The RAW 264.7 macrophages, a mouse monocytic cell line, were cultured in Dulbecco’s modified Eagle’s medium supplemented with 10% fetal bovine serum, 50 U/ml penicillin and 50 μg/ml streptomycin (Gibco-BRL, Grand Island, NY, USA) at 37°C in a 5% CO₂ humidified air atmosphere. Rabbit polyclonal anti-inhibitors of κB (IκB) and mouse anti-tubulin antibodies were purchased from Santa Cruz Biotechnology, Inc. (Santa Cruz, CA, USA). Rabbit polyclonal anti-inducible iNOS, rabbit polyclonal anti-phospho IκB, rabbit polyclonal anti-phospho p38 mitogen-activated protein kinase (MAPK), rabbit polyclonal anti-p38, mouse monoclonal anti-phospho extracellular signal-regulated kinase (ERK), rabbit polyclonal anti-ERK, rabbit polyclonal anti-phospho c-Jun N-terminal kinase (JNK) and mouse monoclonal anti-JNK were purchased from Cell Signaling Technology Inc. (Danvers, MA, USA). MEC was purchased from the International Biological Material Research Center (Daejeon, Korea). The above compounds were dissolved in dimethyl sulfoxide (DMSO; Sigma-Aldrich, St. Louis, MO, USA) and added directly to the culture media. The final concentrations of DMSO never exceeded 0.1%, which did not affect the assay systems.

The RAW 264.7 macrophages were incubated with MEC and LPS for 24 h. Following incubation, MTT (0.5 mg/ml) was added for 3 h at 37°C and the supernatants were carefully removed. The crystals of viable cells were dissolved in DMSO and absorbance was measured at 595 nm using a Synergy microplate reader (BioTek Instruments Inc., Winooski, VT, USA).

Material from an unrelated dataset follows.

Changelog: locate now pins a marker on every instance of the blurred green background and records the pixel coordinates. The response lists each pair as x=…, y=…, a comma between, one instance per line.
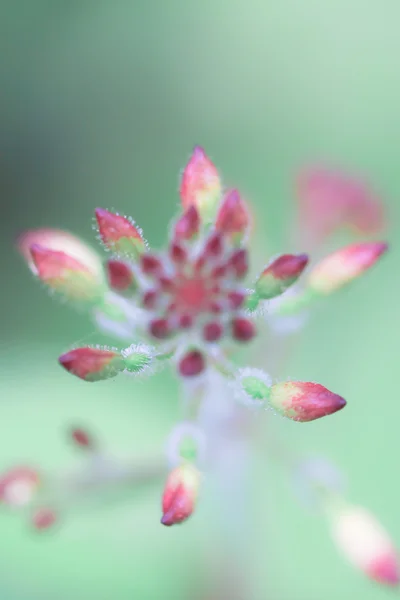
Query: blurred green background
x=101, y=103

The RAW 264.7 macrophages were incubated with MEC and LPS for 24 h. Following incubation, the levels of NO synthesis were determined by assaying the culture supernatants for nitrite, the stable reaction product of NO, with molecular oxygen, using the Griess reagent (1% sulfanilamide, 0.1% N-1-naphthylenediamine dihydrochloride and 2.5% phosphoric acid). The absorbance was measured at 540 nm using a Synergy microplate reader after 10 min incubation.

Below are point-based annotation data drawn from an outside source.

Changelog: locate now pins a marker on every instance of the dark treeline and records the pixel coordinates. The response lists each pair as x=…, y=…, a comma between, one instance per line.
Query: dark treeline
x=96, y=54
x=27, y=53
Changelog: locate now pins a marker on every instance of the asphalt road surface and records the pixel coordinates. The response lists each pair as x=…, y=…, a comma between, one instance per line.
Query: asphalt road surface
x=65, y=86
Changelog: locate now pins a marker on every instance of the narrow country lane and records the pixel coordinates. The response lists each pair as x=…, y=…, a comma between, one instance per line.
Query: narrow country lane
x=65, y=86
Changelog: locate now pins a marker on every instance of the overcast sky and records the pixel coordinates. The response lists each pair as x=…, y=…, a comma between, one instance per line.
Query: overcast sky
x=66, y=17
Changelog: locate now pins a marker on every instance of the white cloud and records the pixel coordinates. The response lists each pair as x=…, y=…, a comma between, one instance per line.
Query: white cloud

The RAW 264.7 macrophages were stimulated with LPS and MEC for 24 h. Following stimulation, the supernatants were obtained and the quantities of TNF-α and IL-6 in the culture supernatants were determined using sandwich ELISA, which used monoclonal antibodies specific to each mediator. Prior to the application of samples, the plate was pre-coated with coating antibody in the supplied buffer. Following overnight incubation at 4°C, the plate was washed and assay diluents (1X) were treated for 1 h. The samples were then loaded into each well and incubated for 2 h at room temperature. They were then treated with biotinylated secondary antibody and horseradish peroxidase-streptavidin solutions for 1 h and 30 min, respectively and substrate solution was added to the washed plate. After 10 min incubation in the dark, 1N H₃PO₄ treatment was applied and the optical density of the individual wells was determined at 450 nm using a Synergy microplate reader.

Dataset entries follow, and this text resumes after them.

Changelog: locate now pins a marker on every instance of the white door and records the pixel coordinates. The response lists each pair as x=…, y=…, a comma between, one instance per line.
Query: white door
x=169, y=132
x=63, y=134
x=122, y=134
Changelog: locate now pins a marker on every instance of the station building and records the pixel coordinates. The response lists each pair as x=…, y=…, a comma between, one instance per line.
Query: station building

Total RNA was prepared from the cells and reverse-transcribed into complementary DNA (cDNA), following which PCR amplification of the cDNA was performed. The sequences of PCR primers used in the present study were as follows: mouse iNOS, forward 5′-GCA TGG AAC AGT ATA AGG CAA ACA-3′ and reverse 5′-GTT TCT GGT CGA TGT CAT GAG CAA-3′; TNF-α, forward 5′-GTG CCA GCC GAT GGG TTG TAC C-3′ and reverse 5′-AGG CCC ACA GTC CAG GTC ACT G3′; IL-6, forward 5′-TCT TGG GAC TGA TGC TGG TGA C-3′ and reverse 5′-CAT AAC GCA CTA GGT TTG CCG A-3′ and GAPDH, forward 5′-GTC TTC ACC ACC ATG GAG AAG G-3′ and reverse 5′-CCT GCT TCA CCA CCT TCT TGC C-3′. The PCR was run for 20–25 cycles of 94°C (30 sec), 60°C (30 sec) and 72°C (30 sec) using a Bioer’s thermal cycler (Bioer Technology Co., Hangzhou, China). Following amplification, the RT-PCR products (10 μl) were separated in 1.5% (w/v) agarose gels and stained with ethidium bromide.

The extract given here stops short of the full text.